Uma viagem oficial
É muito compreensível que a China apeteça a quem gosta de viajar: há a “cidade proibida” para ver e uma espetada de baratas para comer. Melhor ainda, numa “visita oficial” não se espera no aeroporto e um exército de senhores mesureiros abre as portas em toda a parte e sabe onde são os melhores restaurantes. O dr. Cavaco andou sempre muito bem-disposto, com os privilégios que o seu cargo lhe oferece. Mas, para consumo interno, inventou uma teoria para vender ao Presidente lá da terra e, suponho, para impressionar o indígena de cá. Nem os jornais, nem a televisão disseram que espécie de efeito tinha tido este esforço intelectual.
A teoria é de facto impressionante e com certeza ficará na história com o nome de “o ponto e o triângulo”. Convém explicar. Segundo o dr. Cavaco, a China deve fazer de Portugal o seu “ponto de entrada” na Europa e poderemos por isso esperar daqui a pouco tempo dezenas de milhões de chineses a desembarcar por essa costa com biliões de coisas para vender à Finlândia ou à Dinamarca, a pretexto de que Sines fica mais perto dos mercados do que, por exemplo, Dover ou Southampton. E Cavaco não pára nesse pequenino “ponto”, quer também que Portugal sirva de intermediário entre Pequim e os PALOPS, que andam ansiosos por arranjar quem tome conta deles, para os defender da roubalheira geral do Ocidente. Esta parte “triângulo” da teoria mostra bem a profundidade de espírito do nosso inspirado Presidente.

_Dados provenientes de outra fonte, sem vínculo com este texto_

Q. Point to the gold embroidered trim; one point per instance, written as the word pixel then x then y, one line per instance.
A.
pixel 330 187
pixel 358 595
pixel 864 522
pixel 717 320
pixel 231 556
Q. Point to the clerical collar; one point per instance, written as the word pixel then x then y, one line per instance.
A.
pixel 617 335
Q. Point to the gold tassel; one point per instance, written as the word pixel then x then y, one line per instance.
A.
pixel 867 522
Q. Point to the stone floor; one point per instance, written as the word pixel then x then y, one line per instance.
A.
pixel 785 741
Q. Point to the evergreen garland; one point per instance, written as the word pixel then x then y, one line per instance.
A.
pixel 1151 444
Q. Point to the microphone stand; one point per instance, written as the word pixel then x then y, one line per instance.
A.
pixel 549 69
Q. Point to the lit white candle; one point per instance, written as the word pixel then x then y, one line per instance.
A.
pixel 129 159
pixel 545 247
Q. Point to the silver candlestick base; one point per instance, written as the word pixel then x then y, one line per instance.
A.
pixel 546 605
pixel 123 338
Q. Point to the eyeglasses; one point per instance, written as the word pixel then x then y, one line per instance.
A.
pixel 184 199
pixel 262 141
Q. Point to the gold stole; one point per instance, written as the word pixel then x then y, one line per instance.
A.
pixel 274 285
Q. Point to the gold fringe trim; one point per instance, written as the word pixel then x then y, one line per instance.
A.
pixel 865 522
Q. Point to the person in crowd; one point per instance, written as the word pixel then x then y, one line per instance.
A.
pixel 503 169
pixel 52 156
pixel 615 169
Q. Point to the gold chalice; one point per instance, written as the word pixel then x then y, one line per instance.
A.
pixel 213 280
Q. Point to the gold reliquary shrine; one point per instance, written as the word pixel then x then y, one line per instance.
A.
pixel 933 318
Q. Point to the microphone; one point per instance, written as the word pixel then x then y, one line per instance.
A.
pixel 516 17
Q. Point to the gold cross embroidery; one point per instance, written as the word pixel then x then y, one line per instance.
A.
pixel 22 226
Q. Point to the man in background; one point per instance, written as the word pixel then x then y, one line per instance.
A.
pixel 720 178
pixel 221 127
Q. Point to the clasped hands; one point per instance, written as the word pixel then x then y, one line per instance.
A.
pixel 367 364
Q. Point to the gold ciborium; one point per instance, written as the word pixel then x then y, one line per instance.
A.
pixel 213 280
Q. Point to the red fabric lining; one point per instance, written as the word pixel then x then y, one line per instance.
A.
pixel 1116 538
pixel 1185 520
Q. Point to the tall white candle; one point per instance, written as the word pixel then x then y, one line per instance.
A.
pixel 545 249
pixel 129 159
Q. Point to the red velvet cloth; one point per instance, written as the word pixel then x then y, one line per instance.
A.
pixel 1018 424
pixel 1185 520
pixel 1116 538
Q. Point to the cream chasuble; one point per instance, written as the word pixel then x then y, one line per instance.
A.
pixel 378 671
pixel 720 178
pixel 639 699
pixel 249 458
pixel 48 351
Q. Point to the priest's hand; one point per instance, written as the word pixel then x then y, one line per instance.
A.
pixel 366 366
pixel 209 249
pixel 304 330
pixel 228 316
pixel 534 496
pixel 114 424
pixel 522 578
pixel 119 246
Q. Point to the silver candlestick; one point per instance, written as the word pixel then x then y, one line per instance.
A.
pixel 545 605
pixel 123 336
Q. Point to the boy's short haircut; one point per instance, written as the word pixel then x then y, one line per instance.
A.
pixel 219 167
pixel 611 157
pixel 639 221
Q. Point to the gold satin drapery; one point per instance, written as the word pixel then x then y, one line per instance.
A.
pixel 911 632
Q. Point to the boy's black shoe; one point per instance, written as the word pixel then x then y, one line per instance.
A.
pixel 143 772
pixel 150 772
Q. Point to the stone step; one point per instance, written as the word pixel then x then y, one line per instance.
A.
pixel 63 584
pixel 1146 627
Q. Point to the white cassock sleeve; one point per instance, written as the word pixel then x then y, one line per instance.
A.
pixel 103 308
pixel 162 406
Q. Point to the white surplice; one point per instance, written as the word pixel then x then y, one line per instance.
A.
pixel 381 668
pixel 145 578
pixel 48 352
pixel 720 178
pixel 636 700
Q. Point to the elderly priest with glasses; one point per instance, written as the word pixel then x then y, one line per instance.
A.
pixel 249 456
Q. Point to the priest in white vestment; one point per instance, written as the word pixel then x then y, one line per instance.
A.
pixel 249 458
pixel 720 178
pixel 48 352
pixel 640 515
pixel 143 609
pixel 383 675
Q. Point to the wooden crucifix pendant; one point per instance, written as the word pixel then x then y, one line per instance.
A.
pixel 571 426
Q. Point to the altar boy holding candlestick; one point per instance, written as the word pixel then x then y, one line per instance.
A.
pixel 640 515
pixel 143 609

Só que o sr. Xi, apresentado ao ilustre representante dos nossos navegadores, e pretendendo ser amável, puxou pela cabeça e, depois de muito puxar, saiu com um único nome: Ronaldo. Não se julgue que um homem tão sério como ele planeava trocar Ronaldo pela importação imediata de 300.000 pastéis de Belém, com o intuito perverso de pôr Ronaldo a ensinar futebol a um bilião de chineses e transformar a China em campeã do Mundo e da Europa. De maneira nenhuma. Na bruma, que certamente é o resto da terra para um mandarim, o sr. Xi não se lembrou de mais nada sobre Portugal. Na sua sereníssima cabeça, Portugal é Ronaldo e foi mesmo uma trabalheira para o convencer que o próprio Cavaco, apesar da sua idade avançada, não era Ronaldo. De qualquer maneira, esta viagem serviu para afastar as nuvens que existiam entre os dois grandes países, para nos revelar o fundo do pensamento do nosso querido presidente e para ele descansar durante a campanha eleitoral.